[Date Prev][Date Next][Thread Prev][Thread Next][Date Index][Thread Index]

Re: LDM on SGI



On Mon, 19 Jun 2000, Jim Cowie wrote:

> Robb Kambic wrote:
> > 
> > Hiya,
> > 
> > Yes thelma was down at 5:23 this morning. The crash was caused by a known
> > problem on SGI machines.  If the LDM queue is growing while pqexpire is
> > running it creates a corrupt queue. At this point, I have remade the queue
> > and restarted the LDM.  I'll recalculate what the queue size should be
> > now, new products coming over noaaport. Then later today, I'll implement
> > the new queue size. UPC is in the process of replacing thelma hardware and
> > we have a new version of the LDM software that doesn't have this problem.
> > It will soon be installed on thelma eliminating this problem.
> > 
> > Thanks for the patience,
> > Robb...
> > 
> 
> Hey Robb,
> 
> When this happens, does the machine actually crash or does the
> queue just get corrupted? 

Jim,

The LDM exits, the machine doesn't crash.  If there are no Growing data by
...  lines in the ldmd.log file then this is not the problem.
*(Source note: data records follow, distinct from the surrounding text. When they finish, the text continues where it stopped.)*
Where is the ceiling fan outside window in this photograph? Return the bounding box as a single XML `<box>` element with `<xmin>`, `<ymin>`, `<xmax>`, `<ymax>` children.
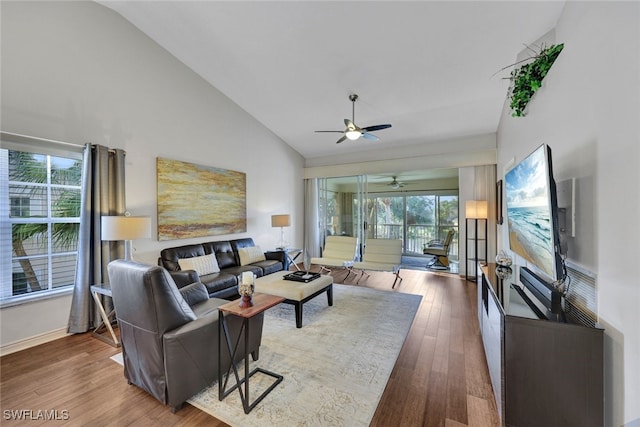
<box><xmin>315</xmin><ymin>94</ymin><xmax>392</xmax><ymax>144</ymax></box>
<box><xmin>387</xmin><ymin>176</ymin><xmax>405</xmax><ymax>189</ymax></box>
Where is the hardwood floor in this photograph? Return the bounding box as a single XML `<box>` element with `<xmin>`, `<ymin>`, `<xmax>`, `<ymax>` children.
<box><xmin>0</xmin><ymin>268</ymin><xmax>499</xmax><ymax>426</ymax></box>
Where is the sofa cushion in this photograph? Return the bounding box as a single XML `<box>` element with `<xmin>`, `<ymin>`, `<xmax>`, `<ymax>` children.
<box><xmin>221</xmin><ymin>265</ymin><xmax>264</xmax><ymax>278</ymax></box>
<box><xmin>198</xmin><ymin>271</ymin><xmax>238</xmax><ymax>295</ymax></box>
<box><xmin>178</xmin><ymin>253</ymin><xmax>220</xmax><ymax>275</ymax></box>
<box><xmin>251</xmin><ymin>259</ymin><xmax>284</xmax><ymax>275</ymax></box>
<box><xmin>238</xmin><ymin>246</ymin><xmax>266</xmax><ymax>266</ymax></box>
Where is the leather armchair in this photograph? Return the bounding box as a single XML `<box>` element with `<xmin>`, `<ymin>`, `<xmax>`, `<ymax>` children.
<box><xmin>107</xmin><ymin>260</ymin><xmax>264</xmax><ymax>412</ymax></box>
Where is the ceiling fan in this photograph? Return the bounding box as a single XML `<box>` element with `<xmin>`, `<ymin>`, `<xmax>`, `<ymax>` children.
<box><xmin>387</xmin><ymin>176</ymin><xmax>405</xmax><ymax>189</ymax></box>
<box><xmin>315</xmin><ymin>94</ymin><xmax>392</xmax><ymax>144</ymax></box>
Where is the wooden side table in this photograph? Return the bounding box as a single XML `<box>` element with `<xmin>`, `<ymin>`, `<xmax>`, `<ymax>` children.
<box><xmin>90</xmin><ymin>283</ymin><xmax>120</xmax><ymax>347</ymax></box>
<box><xmin>218</xmin><ymin>293</ymin><xmax>284</xmax><ymax>414</ymax></box>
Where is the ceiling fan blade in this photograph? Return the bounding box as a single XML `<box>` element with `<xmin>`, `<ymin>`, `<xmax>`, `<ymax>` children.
<box><xmin>318</xmin><ymin>95</ymin><xmax>391</xmax><ymax>144</ymax></box>
<box><xmin>361</xmin><ymin>132</ymin><xmax>380</xmax><ymax>141</ymax></box>
<box><xmin>362</xmin><ymin>124</ymin><xmax>392</xmax><ymax>132</ymax></box>
<box><xmin>344</xmin><ymin>118</ymin><xmax>357</xmax><ymax>130</ymax></box>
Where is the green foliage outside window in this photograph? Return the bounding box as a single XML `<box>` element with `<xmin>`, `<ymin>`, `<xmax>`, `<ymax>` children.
<box><xmin>8</xmin><ymin>150</ymin><xmax>81</xmax><ymax>295</ymax></box>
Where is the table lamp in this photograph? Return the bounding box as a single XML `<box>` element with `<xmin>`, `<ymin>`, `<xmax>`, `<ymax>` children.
<box><xmin>101</xmin><ymin>215</ymin><xmax>152</xmax><ymax>260</ymax></box>
<box><xmin>271</xmin><ymin>214</ymin><xmax>290</xmax><ymax>250</ymax></box>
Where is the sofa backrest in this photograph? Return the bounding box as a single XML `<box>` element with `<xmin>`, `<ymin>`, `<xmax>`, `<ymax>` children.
<box><xmin>160</xmin><ymin>244</ymin><xmax>206</xmax><ymax>271</ymax></box>
<box><xmin>231</xmin><ymin>238</ymin><xmax>256</xmax><ymax>251</ymax></box>
<box><xmin>362</xmin><ymin>238</ymin><xmax>403</xmax><ymax>265</ymax></box>
<box><xmin>322</xmin><ymin>235</ymin><xmax>359</xmax><ymax>261</ymax></box>
<box><xmin>109</xmin><ymin>260</ymin><xmax>196</xmax><ymax>335</ymax></box>
<box><xmin>207</xmin><ymin>241</ymin><xmax>237</xmax><ymax>269</ymax></box>
<box><xmin>160</xmin><ymin>238</ymin><xmax>260</xmax><ymax>271</ymax></box>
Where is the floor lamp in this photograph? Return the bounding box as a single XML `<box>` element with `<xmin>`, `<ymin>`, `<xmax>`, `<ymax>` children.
<box><xmin>465</xmin><ymin>200</ymin><xmax>488</xmax><ymax>281</ymax></box>
<box><xmin>271</xmin><ymin>214</ymin><xmax>291</xmax><ymax>250</ymax></box>
<box><xmin>101</xmin><ymin>215</ymin><xmax>152</xmax><ymax>261</ymax></box>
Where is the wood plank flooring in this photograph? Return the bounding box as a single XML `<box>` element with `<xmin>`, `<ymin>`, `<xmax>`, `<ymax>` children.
<box><xmin>0</xmin><ymin>267</ymin><xmax>499</xmax><ymax>426</ymax></box>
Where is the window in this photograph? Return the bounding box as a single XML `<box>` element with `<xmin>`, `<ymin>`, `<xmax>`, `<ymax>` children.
<box><xmin>10</xmin><ymin>197</ymin><xmax>30</xmax><ymax>217</ymax></box>
<box><xmin>1</xmin><ymin>147</ymin><xmax>82</xmax><ymax>302</ymax></box>
<box><xmin>367</xmin><ymin>192</ymin><xmax>459</xmax><ymax>257</ymax></box>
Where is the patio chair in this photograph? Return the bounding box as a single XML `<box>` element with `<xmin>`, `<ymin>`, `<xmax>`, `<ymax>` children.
<box><xmin>424</xmin><ymin>229</ymin><xmax>455</xmax><ymax>270</ymax></box>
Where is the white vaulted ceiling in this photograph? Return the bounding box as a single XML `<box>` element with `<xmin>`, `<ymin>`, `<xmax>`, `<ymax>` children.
<box><xmin>98</xmin><ymin>1</ymin><xmax>565</xmax><ymax>161</ymax></box>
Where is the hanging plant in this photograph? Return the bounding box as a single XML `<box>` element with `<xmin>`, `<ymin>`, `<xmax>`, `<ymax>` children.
<box><xmin>502</xmin><ymin>43</ymin><xmax>564</xmax><ymax>117</ymax></box>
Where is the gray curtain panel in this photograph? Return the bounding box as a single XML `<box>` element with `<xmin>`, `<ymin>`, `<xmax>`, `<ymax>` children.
<box><xmin>68</xmin><ymin>144</ymin><xmax>126</xmax><ymax>334</ymax></box>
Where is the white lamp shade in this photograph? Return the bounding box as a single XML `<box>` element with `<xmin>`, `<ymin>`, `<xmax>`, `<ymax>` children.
<box><xmin>465</xmin><ymin>200</ymin><xmax>488</xmax><ymax>219</ymax></box>
<box><xmin>101</xmin><ymin>216</ymin><xmax>152</xmax><ymax>241</ymax></box>
<box><xmin>271</xmin><ymin>214</ymin><xmax>291</xmax><ymax>228</ymax></box>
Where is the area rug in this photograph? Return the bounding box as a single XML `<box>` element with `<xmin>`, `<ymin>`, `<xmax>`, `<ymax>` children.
<box><xmin>113</xmin><ymin>284</ymin><xmax>421</xmax><ymax>426</ymax></box>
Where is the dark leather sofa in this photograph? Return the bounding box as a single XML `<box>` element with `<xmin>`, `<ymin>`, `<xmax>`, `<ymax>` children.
<box><xmin>159</xmin><ymin>237</ymin><xmax>285</xmax><ymax>299</ymax></box>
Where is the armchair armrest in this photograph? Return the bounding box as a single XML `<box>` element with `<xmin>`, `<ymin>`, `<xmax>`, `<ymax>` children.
<box><xmin>169</xmin><ymin>269</ymin><xmax>200</xmax><ymax>288</ymax></box>
<box><xmin>179</xmin><ymin>282</ymin><xmax>209</xmax><ymax>307</ymax></box>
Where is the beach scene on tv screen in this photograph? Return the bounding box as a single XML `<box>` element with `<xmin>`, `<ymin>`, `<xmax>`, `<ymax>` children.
<box><xmin>505</xmin><ymin>146</ymin><xmax>555</xmax><ymax>278</ymax></box>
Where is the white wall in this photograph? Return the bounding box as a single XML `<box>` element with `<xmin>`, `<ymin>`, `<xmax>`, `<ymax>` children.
<box><xmin>0</xmin><ymin>1</ymin><xmax>304</xmax><ymax>349</ymax></box>
<box><xmin>496</xmin><ymin>2</ymin><xmax>639</xmax><ymax>425</ymax></box>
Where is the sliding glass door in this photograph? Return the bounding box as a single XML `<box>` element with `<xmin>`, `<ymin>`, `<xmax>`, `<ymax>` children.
<box><xmin>317</xmin><ymin>176</ymin><xmax>458</xmax><ymax>261</ymax></box>
<box><xmin>318</xmin><ymin>175</ymin><xmax>367</xmax><ymax>258</ymax></box>
<box><xmin>367</xmin><ymin>191</ymin><xmax>459</xmax><ymax>259</ymax></box>
<box><xmin>366</xmin><ymin>195</ymin><xmax>403</xmax><ymax>241</ymax></box>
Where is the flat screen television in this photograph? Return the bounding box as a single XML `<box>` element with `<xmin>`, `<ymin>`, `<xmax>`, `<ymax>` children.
<box><xmin>505</xmin><ymin>144</ymin><xmax>564</xmax><ymax>282</ymax></box>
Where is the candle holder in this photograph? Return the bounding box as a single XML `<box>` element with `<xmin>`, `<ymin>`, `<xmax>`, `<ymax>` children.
<box><xmin>238</xmin><ymin>272</ymin><xmax>255</xmax><ymax>308</ymax></box>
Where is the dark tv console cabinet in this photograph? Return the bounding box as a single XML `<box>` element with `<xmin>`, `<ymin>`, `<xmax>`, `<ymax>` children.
<box><xmin>477</xmin><ymin>263</ymin><xmax>604</xmax><ymax>427</ymax></box>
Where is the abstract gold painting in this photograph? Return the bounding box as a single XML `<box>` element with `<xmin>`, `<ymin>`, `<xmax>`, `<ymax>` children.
<box><xmin>156</xmin><ymin>158</ymin><xmax>246</xmax><ymax>240</ymax></box>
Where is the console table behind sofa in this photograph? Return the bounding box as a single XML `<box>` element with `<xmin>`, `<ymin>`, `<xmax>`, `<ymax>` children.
<box><xmin>159</xmin><ymin>238</ymin><xmax>285</xmax><ymax>299</ymax></box>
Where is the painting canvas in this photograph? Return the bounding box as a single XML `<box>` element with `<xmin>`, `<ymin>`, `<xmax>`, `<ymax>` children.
<box><xmin>157</xmin><ymin>158</ymin><xmax>246</xmax><ymax>240</ymax></box>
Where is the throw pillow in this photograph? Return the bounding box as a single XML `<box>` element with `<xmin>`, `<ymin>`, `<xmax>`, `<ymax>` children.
<box><xmin>178</xmin><ymin>253</ymin><xmax>220</xmax><ymax>275</ymax></box>
<box><xmin>238</xmin><ymin>246</ymin><xmax>266</xmax><ymax>266</ymax></box>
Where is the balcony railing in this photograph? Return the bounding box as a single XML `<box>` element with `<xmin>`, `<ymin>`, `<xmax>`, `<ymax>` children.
<box><xmin>372</xmin><ymin>223</ymin><xmax>459</xmax><ymax>259</ymax></box>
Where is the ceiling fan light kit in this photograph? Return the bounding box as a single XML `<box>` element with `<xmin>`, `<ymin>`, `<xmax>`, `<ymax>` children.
<box><xmin>315</xmin><ymin>94</ymin><xmax>392</xmax><ymax>144</ymax></box>
<box><xmin>388</xmin><ymin>176</ymin><xmax>405</xmax><ymax>189</ymax></box>
<box><xmin>345</xmin><ymin>130</ymin><xmax>361</xmax><ymax>140</ymax></box>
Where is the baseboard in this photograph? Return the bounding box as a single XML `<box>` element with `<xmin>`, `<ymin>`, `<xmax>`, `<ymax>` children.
<box><xmin>0</xmin><ymin>328</ymin><xmax>71</xmax><ymax>357</ymax></box>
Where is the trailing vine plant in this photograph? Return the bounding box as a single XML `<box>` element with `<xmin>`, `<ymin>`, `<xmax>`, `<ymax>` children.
<box><xmin>502</xmin><ymin>43</ymin><xmax>564</xmax><ymax>117</ymax></box>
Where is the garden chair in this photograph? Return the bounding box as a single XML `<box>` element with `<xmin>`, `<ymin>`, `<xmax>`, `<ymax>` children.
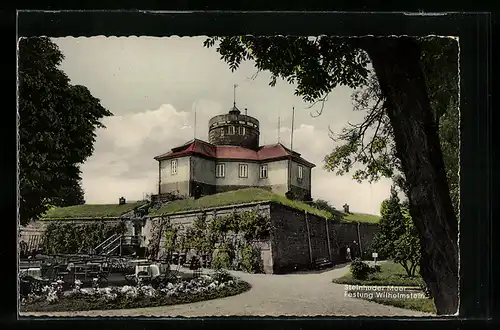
<box><xmin>189</xmin><ymin>256</ymin><xmax>202</xmax><ymax>278</ymax></box>
<box><xmin>73</xmin><ymin>263</ymin><xmax>87</xmax><ymax>282</ymax></box>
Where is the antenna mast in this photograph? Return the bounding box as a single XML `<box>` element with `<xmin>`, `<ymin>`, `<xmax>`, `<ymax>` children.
<box><xmin>290</xmin><ymin>106</ymin><xmax>295</xmax><ymax>151</ymax></box>
<box><xmin>278</xmin><ymin>115</ymin><xmax>281</xmax><ymax>143</ymax></box>
<box><xmin>233</xmin><ymin>84</ymin><xmax>238</xmax><ymax>106</ymax></box>
<box><xmin>193</xmin><ymin>101</ymin><xmax>197</xmax><ymax>139</ymax></box>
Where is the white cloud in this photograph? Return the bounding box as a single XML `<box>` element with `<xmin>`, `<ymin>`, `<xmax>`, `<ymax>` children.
<box><xmin>99</xmin><ymin>104</ymin><xmax>190</xmax><ymax>148</ymax></box>
<box><xmin>81</xmin><ymin>103</ymin><xmax>391</xmax><ymax>214</ymax></box>
<box><xmin>275</xmin><ymin>123</ymin><xmax>392</xmax><ymax>214</ymax></box>
<box><xmin>54</xmin><ymin>36</ymin><xmax>393</xmax><ymax>215</ymax></box>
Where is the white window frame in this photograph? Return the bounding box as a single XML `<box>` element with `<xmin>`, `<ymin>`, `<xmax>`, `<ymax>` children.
<box><xmin>298</xmin><ymin>165</ymin><xmax>303</xmax><ymax>180</ymax></box>
<box><xmin>239</xmin><ymin>126</ymin><xmax>246</xmax><ymax>135</ymax></box>
<box><xmin>216</xmin><ymin>163</ymin><xmax>225</xmax><ymax>178</ymax></box>
<box><xmin>171</xmin><ymin>159</ymin><xmax>178</xmax><ymax>175</ymax></box>
<box><xmin>238</xmin><ymin>164</ymin><xmax>248</xmax><ymax>178</ymax></box>
<box><xmin>259</xmin><ymin>164</ymin><xmax>268</xmax><ymax>179</ymax></box>
<box><xmin>228</xmin><ymin>126</ymin><xmax>235</xmax><ymax>135</ymax></box>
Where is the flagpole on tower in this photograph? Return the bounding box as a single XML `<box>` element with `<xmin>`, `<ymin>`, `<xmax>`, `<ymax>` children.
<box><xmin>193</xmin><ymin>101</ymin><xmax>197</xmax><ymax>139</ymax></box>
<box><xmin>278</xmin><ymin>115</ymin><xmax>281</xmax><ymax>143</ymax></box>
<box><xmin>290</xmin><ymin>106</ymin><xmax>295</xmax><ymax>151</ymax></box>
<box><xmin>233</xmin><ymin>84</ymin><xmax>238</xmax><ymax>106</ymax></box>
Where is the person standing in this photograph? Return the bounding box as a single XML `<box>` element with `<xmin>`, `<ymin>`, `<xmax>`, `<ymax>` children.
<box><xmin>346</xmin><ymin>246</ymin><xmax>352</xmax><ymax>262</ymax></box>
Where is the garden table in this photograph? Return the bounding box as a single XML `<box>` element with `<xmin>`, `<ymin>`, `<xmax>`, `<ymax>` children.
<box><xmin>20</xmin><ymin>267</ymin><xmax>42</xmax><ymax>279</ymax></box>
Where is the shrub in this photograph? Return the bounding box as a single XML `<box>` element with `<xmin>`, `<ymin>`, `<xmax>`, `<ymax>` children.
<box><xmin>285</xmin><ymin>190</ymin><xmax>295</xmax><ymax>200</ymax></box>
<box><xmin>41</xmin><ymin>221</ymin><xmax>126</xmax><ymax>255</ymax></box>
<box><xmin>19</xmin><ymin>273</ymin><xmax>49</xmax><ymax>297</ymax></box>
<box><xmin>372</xmin><ymin>265</ymin><xmax>381</xmax><ymax>273</ymax></box>
<box><xmin>240</xmin><ymin>243</ymin><xmax>263</xmax><ymax>273</ymax></box>
<box><xmin>212</xmin><ymin>248</ymin><xmax>232</xmax><ymax>270</ymax></box>
<box><xmin>350</xmin><ymin>260</ymin><xmax>375</xmax><ymax>280</ymax></box>
<box><xmin>212</xmin><ymin>269</ymin><xmax>232</xmax><ymax>284</ymax></box>
<box><xmin>150</xmin><ymin>274</ymin><xmax>175</xmax><ymax>290</ymax></box>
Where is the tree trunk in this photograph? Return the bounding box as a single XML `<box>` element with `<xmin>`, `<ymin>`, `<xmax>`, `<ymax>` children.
<box><xmin>410</xmin><ymin>262</ymin><xmax>418</xmax><ymax>277</ymax></box>
<box><xmin>400</xmin><ymin>262</ymin><xmax>411</xmax><ymax>277</ymax></box>
<box><xmin>358</xmin><ymin>37</ymin><xmax>459</xmax><ymax>315</ymax></box>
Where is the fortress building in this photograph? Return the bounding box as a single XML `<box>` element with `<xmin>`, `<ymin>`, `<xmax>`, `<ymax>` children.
<box><xmin>154</xmin><ymin>101</ymin><xmax>315</xmax><ymax>201</ymax></box>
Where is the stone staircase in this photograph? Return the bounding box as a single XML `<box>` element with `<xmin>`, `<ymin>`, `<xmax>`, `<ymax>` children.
<box><xmin>93</xmin><ymin>234</ymin><xmax>143</xmax><ymax>256</ymax></box>
<box><xmin>314</xmin><ymin>257</ymin><xmax>333</xmax><ymax>269</ymax></box>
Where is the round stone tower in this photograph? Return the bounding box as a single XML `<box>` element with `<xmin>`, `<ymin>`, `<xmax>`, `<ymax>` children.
<box><xmin>208</xmin><ymin>104</ymin><xmax>260</xmax><ymax>149</ymax></box>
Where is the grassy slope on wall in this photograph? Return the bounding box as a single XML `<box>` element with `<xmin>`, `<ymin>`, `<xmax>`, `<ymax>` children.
<box><xmin>151</xmin><ymin>188</ymin><xmax>333</xmax><ymax>218</ymax></box>
<box><xmin>343</xmin><ymin>212</ymin><xmax>381</xmax><ymax>224</ymax></box>
<box><xmin>41</xmin><ymin>201</ymin><xmax>148</xmax><ymax>220</ymax></box>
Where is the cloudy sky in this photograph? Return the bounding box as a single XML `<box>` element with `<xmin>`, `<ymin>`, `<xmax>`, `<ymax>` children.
<box><xmin>53</xmin><ymin>36</ymin><xmax>393</xmax><ymax>215</ymax></box>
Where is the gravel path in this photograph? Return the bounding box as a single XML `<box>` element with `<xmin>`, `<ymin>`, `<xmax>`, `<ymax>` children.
<box><xmin>20</xmin><ymin>263</ymin><xmax>433</xmax><ymax>317</ymax></box>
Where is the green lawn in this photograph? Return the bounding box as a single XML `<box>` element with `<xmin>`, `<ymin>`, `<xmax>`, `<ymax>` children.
<box><xmin>41</xmin><ymin>201</ymin><xmax>149</xmax><ymax>220</ymax></box>
<box><xmin>150</xmin><ymin>188</ymin><xmax>332</xmax><ymax>218</ymax></box>
<box><xmin>343</xmin><ymin>212</ymin><xmax>381</xmax><ymax>223</ymax></box>
<box><xmin>367</xmin><ymin>296</ymin><xmax>436</xmax><ymax>314</ymax></box>
<box><xmin>335</xmin><ymin>261</ymin><xmax>434</xmax><ymax>313</ymax></box>
<box><xmin>333</xmin><ymin>261</ymin><xmax>425</xmax><ymax>287</ymax></box>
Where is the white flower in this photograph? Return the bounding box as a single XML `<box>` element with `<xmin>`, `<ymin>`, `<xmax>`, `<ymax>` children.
<box><xmin>227</xmin><ymin>280</ymin><xmax>234</xmax><ymax>286</ymax></box>
<box><xmin>74</xmin><ymin>279</ymin><xmax>82</xmax><ymax>286</ymax></box>
<box><xmin>96</xmin><ymin>287</ymin><xmax>112</xmax><ymax>296</ymax></box>
<box><xmin>121</xmin><ymin>285</ymin><xmax>134</xmax><ymax>293</ymax></box>
<box><xmin>219</xmin><ymin>283</ymin><xmax>225</xmax><ymax>288</ymax></box>
<box><xmin>103</xmin><ymin>292</ymin><xmax>118</xmax><ymax>302</ymax></box>
<box><xmin>167</xmin><ymin>282</ymin><xmax>174</xmax><ymax>290</ymax></box>
<box><xmin>81</xmin><ymin>288</ymin><xmax>94</xmax><ymax>295</ymax></box>
<box><xmin>46</xmin><ymin>291</ymin><xmax>58</xmax><ymax>303</ymax></box>
<box><xmin>56</xmin><ymin>279</ymin><xmax>64</xmax><ymax>285</ymax></box>
<box><xmin>126</xmin><ymin>290</ymin><xmax>138</xmax><ymax>298</ymax></box>
<box><xmin>208</xmin><ymin>283</ymin><xmax>217</xmax><ymax>289</ymax></box>
<box><xmin>62</xmin><ymin>290</ymin><xmax>74</xmax><ymax>298</ymax></box>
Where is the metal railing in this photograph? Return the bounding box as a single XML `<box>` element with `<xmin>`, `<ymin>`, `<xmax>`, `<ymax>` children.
<box><xmin>122</xmin><ymin>235</ymin><xmax>143</xmax><ymax>246</ymax></box>
<box><xmin>93</xmin><ymin>235</ymin><xmax>144</xmax><ymax>256</ymax></box>
<box><xmin>93</xmin><ymin>234</ymin><xmax>120</xmax><ymax>255</ymax></box>
<box><xmin>100</xmin><ymin>235</ymin><xmax>123</xmax><ymax>256</ymax></box>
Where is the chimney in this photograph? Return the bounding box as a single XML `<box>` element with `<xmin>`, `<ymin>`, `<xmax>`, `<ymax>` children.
<box><xmin>343</xmin><ymin>203</ymin><xmax>350</xmax><ymax>214</ymax></box>
<box><xmin>119</xmin><ymin>197</ymin><xmax>126</xmax><ymax>205</ymax></box>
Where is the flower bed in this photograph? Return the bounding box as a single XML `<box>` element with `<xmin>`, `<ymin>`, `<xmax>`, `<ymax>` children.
<box><xmin>20</xmin><ymin>270</ymin><xmax>251</xmax><ymax>312</ymax></box>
We recently started using the LDM (5.0.9)
> on an SGI machine for the first time (IRIX 6.2), and the machine has
> crashed a couple of times in the last few weeks, apparently with random
> memory errors. I don't see anything in the ldm logs indicating the queue
> was growing though. Our queue size is 400MB. The only thing running on
> this machine is the LDM, we just want it to act as a relay (no pqact
> running either).
> 
> Here are a couple of lines from the two most recent crash dump analyses,
> each one reports a problem with a different SIMM which makes me think
> it is not really a hardware error but something that is using that
> chuck of memory at the time of the crash. Thanks for any help.
> 
We also had this problem. It was solved by reseating all the simms in the
machine.  A couple of them needed it.

Robb...

> 
> TIME OF CRASH:
>     960020629 Sat Jun  3 02:23:49 2000
> 
> PANIC STRING:
>     <0>PANIC: IRIX Killed due to Memory Error in SIMM  S11
> 
> ......
> 
> 
> TIME OF CRASH:
>     961100111 Thu Jun 15 14:15:11 2000
> 
> PANIC STRING:
>     <0>PANIC: IRIX Killed due to Memory Error in SIMM  S7
> 
> 
> 
> -- 
> Jim Cowie
> WITI
> Lifeminders, Inc.
> 
> 303-497-8584 (office)
> 720-231-7948 (cell)
> 

===============================================================================
Robb Kambic                                Unidata Program Center
Software Engineer III                      Univ. Corp for Atmospheric Research
address@hidden             WWW: http://www.unidata.ucar.edu/
===============================================================================